2.6.2. Mekanik özellikleri

Mekanik özellikler, yumuşaklaşmış–sarmal polimer zincirlerinin deformasyon kuvvetlerine karşı davranışlarının incelenmesidir. Polimerik bir malzemeden istenen en önemli özelliklerinden birisi kullanım alanına göre sağlamlığının yanında mekanik özelliklerini koruyabilmesi gelmektedir. Mekanik özellikler; akma, kopma, uzama gibi deformasyonları kapsamaktadır. Bu özellikler zamana ve sıcaklığa göre değişkenlik göstermektedir [27].
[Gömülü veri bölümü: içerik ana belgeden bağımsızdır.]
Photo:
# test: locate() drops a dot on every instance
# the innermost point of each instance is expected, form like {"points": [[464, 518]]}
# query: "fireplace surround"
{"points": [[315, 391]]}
Polimerik bir malzemenin en önemli mekanik özellikleri onun “çekme – uzama” eğrisi ile elde edilir. Bu işlem, malzemenin sabit hızla çekilmesi sırasında açığa çıkan kuvvetin sürekli olarak ölçülmesi ile gerçekleştirilir [27].
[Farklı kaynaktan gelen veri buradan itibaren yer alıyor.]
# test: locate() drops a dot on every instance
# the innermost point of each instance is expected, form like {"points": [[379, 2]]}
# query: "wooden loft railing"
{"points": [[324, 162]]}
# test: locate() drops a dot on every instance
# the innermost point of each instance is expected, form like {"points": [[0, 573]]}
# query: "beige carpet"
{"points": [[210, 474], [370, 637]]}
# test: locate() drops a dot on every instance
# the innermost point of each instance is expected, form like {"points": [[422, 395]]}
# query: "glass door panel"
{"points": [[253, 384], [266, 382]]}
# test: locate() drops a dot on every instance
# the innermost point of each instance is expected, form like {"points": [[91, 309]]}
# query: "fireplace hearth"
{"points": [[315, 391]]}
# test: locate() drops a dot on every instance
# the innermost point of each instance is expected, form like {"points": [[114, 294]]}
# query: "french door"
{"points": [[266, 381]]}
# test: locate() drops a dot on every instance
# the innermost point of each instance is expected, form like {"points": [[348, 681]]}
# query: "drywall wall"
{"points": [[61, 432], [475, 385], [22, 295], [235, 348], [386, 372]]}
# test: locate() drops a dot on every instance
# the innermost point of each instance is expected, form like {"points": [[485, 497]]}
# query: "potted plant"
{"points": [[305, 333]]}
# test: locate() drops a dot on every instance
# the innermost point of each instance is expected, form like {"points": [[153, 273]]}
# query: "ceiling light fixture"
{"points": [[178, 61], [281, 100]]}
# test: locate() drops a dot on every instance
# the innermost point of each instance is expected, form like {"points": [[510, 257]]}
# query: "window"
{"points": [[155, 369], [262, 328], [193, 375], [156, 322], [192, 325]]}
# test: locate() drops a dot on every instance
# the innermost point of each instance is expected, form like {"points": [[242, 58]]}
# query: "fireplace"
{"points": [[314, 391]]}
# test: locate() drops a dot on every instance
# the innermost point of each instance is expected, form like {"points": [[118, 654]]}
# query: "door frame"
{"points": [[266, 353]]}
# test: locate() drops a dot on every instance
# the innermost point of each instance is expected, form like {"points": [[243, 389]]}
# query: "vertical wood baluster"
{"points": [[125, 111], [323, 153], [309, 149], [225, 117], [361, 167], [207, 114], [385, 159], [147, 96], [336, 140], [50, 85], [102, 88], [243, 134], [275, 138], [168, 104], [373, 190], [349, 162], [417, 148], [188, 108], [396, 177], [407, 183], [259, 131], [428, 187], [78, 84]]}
Şekil 2.6. Polimer malzemeler için tipik gerilme-uzama grafikleri [27]

Polimerler birçok farklı makinede yük altında ve dişli, şaft vb. gibi birden fazla hareketli parçanın titreşiminin etkisinde kalırlar. Bu etkinin birikimi polimer malzemenin deformasyonuna ve ardından kopmasına neden olur [27].
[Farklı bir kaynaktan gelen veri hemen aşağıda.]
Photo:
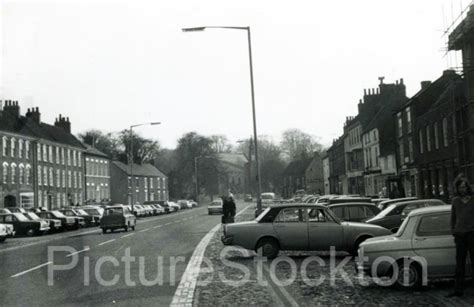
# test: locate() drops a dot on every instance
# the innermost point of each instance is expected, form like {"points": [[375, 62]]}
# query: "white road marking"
{"points": [[78, 252], [32, 269], [184, 294], [106, 242]]}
Günümüzde daha kritik uygulamalarda plastiklerin kullanımının artmasıyla, polimer malzemelerde geleneksel uygulanan testlerin yanında, kullanım koşullarını simüle edecek şekilde testlere de tabi tutulması gerektiği görülmektedir [28].

Birçok uygulama için, kullanılan malzeme seçimi, sertlik, tokluk, işlenebilirlik ve fiyat dengesine bağlıdır. Belirli bir uygulama için, bu özellikler arasındaki bir uzlaşma genellikle gerekli olacaktır. Örneğin, belirli bir polimerin belirli bir sınıf içinde, darbe mukavemeti azaldıkça sertliğin arttığı genellikle doğrudur. Fakat, işleme gereksinimleri, kullanılabilen polimerin molekül ağırlığı üzerine bir üst veya bir alt sınır koyabilir ve bu da mekanik özellikleri oldukça belirgin bir şekilde etkileyecektir [28].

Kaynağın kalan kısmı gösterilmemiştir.